How the stability of the West Antarctic Ice Sheet has changed over the last 1.4 million years

March 12, 2016 in Articles 2015-16


The West Antarctic Ice Sheet (WAIS) is part of the continental ice sheet which covers West Antarctic, the portion of Antarctica on the side of the Transantarctic Mountains which resides in the western hemisphere. The WAIS is residing on an archipelago with the center of the dome set over sub glacial uplands and bedrock basins, with the bedrock basins being more than 1,500 m below sea level. The WAIS contains 3.8 million km3 of ice, if this were ever to collapse and fall into the ocean, at the present rate of accumulation, it would take over ten thousand years for the ice to be restored. For around four decades there have been fears that there could be marine instability, fears caused by the retreat of the ice margin into basins which would lead to massive ice-mass loss and increased ice-calving, which would then result in the loss of the WAIS, resulting in a rapid-rise in sea level of 3-5 m.

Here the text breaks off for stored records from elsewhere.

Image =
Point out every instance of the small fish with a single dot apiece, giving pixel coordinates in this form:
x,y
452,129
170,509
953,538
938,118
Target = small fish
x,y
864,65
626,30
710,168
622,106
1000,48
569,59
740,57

A study recently published on the stability of the WAIS divide over the last 1.4 million years gives reason to believe that the divide of the WAIS has fluctuated only modestly in location and thickness for that amount of time.

Location, current status and studies

The Heritage Range which lies in the center of the Weddell Sea embayment is within 50 km of the floating Filchner-Ronne Ice Shelf and the grounded ice sheet in the Hercules Inlet. Two massifs are summits which cover 15 km of upland bounded by troughs excavated to below sea level. Ice from the central WAIS flows between and around the two mountains at the grounding line. The WAIS divide forms a large saddle (highest point between two massifs) between the main dome 300 km to the west, and to another 200 km northwest. Katabatic winds flow down the ice slope from the divide towards Hercules Inlet crossing the mountains and creating blue-ice areas. The winds cause the surface ice to melt which then causes an upward flow of ice which brings basal debris to the surface as blue-ice moraines. This ice-marginal, basally derived material is deposited higher on the mountain flanks and records past changes in ice thickness.

By using cosmogenic nuclide dating on the bedrock and nunataks (exposed, rocky ridges) data had been provided of the thickness of ice over time. A plethora of data was provided revealing data from ages of up to 400 ka. This lead the researchers to the hypothesis that the spread in ages represented the continuous presence of an ice sheet that fluctuated in thickness in response to glacial to interglacial cycles. The range of ages gives rise to preservation of some erratics (rocks alien to the locale) and deposition of other ice sheets during successive glaciations.

topography of antarctica

Subglacial topography of Antarctica showing the location of the WAIS in the Ellsworth mountains and geographical features within the Weddell sea.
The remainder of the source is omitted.